Total revenues of $1.4 billion increased 8.9% from the year-ago quarter’s figure, primarily due to higher net premiums written, net premiums earned and net investment income earned. The top line beat the Zacks Consensus Estimate by 0.4%.

Selective Insurance Group, Inc. Price, Consensus and EPS Surprise
Selective Insurance Group, Inc. Price, Consensus and EPS Surprise

Selective Insurance Group, Inc. price-consensus-eps-surprise-chart | Selective Insurance Group, Inc. Quote

On a year-over-year basis, net premiums written (NPW) increased 4% to $1.2 billion, driven by renewal pure price increases.

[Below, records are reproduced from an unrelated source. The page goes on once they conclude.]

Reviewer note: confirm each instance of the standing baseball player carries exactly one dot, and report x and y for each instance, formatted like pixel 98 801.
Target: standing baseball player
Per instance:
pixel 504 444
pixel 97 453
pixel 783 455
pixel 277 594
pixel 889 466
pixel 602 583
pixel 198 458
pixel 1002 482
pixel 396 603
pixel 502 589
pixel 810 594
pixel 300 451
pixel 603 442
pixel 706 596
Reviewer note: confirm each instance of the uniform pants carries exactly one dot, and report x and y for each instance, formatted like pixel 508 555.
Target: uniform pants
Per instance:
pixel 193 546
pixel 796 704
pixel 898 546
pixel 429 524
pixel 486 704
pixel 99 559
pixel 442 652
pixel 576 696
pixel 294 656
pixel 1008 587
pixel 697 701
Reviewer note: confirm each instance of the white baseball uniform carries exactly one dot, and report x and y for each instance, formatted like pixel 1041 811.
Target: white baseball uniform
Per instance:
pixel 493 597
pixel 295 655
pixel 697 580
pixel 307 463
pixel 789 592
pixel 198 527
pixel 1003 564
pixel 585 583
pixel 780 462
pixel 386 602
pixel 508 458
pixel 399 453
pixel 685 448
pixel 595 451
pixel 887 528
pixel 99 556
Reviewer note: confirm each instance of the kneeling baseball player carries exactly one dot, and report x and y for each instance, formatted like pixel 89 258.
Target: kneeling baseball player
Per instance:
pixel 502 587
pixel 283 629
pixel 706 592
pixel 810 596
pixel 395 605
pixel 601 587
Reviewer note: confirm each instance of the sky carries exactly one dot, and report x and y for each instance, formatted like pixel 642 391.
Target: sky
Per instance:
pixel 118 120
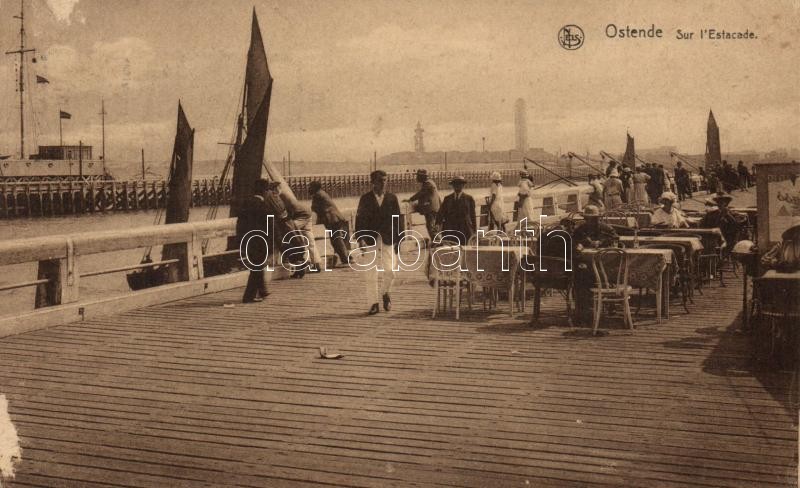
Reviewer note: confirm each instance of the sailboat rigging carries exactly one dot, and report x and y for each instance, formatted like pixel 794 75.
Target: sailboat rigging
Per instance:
pixel 169 269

Average renewal pure price contracted 90 basis points year over year to 9.6%. Our estimate for NPW was $1.3 billion.

Net investment income increased 18% year over year to $110 million. 

Net catastrophe losses of $24.9 million were narrower than the year-ago loss of $148.8 million. Non-catastrophe property loss and loss expenses were $169.6 million, wider than the year-ago loss of $146.7 million.

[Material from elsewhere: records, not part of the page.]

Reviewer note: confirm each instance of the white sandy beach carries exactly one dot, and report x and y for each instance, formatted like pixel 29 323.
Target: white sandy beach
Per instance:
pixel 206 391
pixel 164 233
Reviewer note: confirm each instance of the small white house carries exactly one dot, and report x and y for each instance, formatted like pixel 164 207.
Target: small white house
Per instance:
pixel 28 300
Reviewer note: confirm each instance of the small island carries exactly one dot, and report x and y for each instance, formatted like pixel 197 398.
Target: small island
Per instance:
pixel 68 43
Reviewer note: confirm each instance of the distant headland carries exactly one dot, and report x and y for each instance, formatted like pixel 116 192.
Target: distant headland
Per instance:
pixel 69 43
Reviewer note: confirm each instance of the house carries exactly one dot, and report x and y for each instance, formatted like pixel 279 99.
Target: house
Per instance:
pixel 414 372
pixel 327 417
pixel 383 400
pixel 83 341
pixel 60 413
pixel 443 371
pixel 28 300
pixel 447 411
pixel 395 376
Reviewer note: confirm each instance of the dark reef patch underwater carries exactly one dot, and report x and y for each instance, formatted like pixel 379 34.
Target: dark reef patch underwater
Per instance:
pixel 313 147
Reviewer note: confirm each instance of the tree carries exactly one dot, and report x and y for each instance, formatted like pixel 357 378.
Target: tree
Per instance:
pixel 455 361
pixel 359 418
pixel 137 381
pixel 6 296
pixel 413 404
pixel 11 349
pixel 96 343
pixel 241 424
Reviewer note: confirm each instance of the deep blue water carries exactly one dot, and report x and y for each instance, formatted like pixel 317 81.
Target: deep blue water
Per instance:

Underwriting income of $16.7 million increased more than threefold year over year. The combined ratio of 98.6 improved 90 basis points year over year. The Zacks Consensus Estimate was 97.6.  Our estimate was also 97.6.

Total expenses increased 7.7% year over year to $1.2 billion, primarily due to higher loss and loss expense incurred. Our estimate was $1.9 billion.

Standard Commercial Lines’ NPW was up 4% year over year to $940.8 million. The premium growth reflected average renewal pure price increases of 8.9% and retention of 82%. Our estimate was $962.8 million. 

The combined ratio deteriorated 190 basis points (bps) to 101.1. The Zacks Consensus Estimate was 98.9 and our estimate was 97.

Standard Personal Lines’ NPW decreased 6% year over year to $104.2 million due to deliberate profit improvement actions. New business decreased 20%, while renewal pure price was 16% and retention was 79%. The figure was lower than our estimate of $120.1 million. 

The combined ratio improved 1200 bps on a year-over-year basis to 110.1. The Zacks Consensus Estimate was pegged at 99.3, while our estimate was 124.8.

Excess & Surplus Lines’ NPW was up 14% year over year to $162.9 million, driven by average renewal pure price increases of 8.3%. Our estimate was $180.6 million. 

The combined ratio improved 700 bps to 76.2. The Zacks Consensus Estimate was pegged at 88.7, while our estimate was 83.5.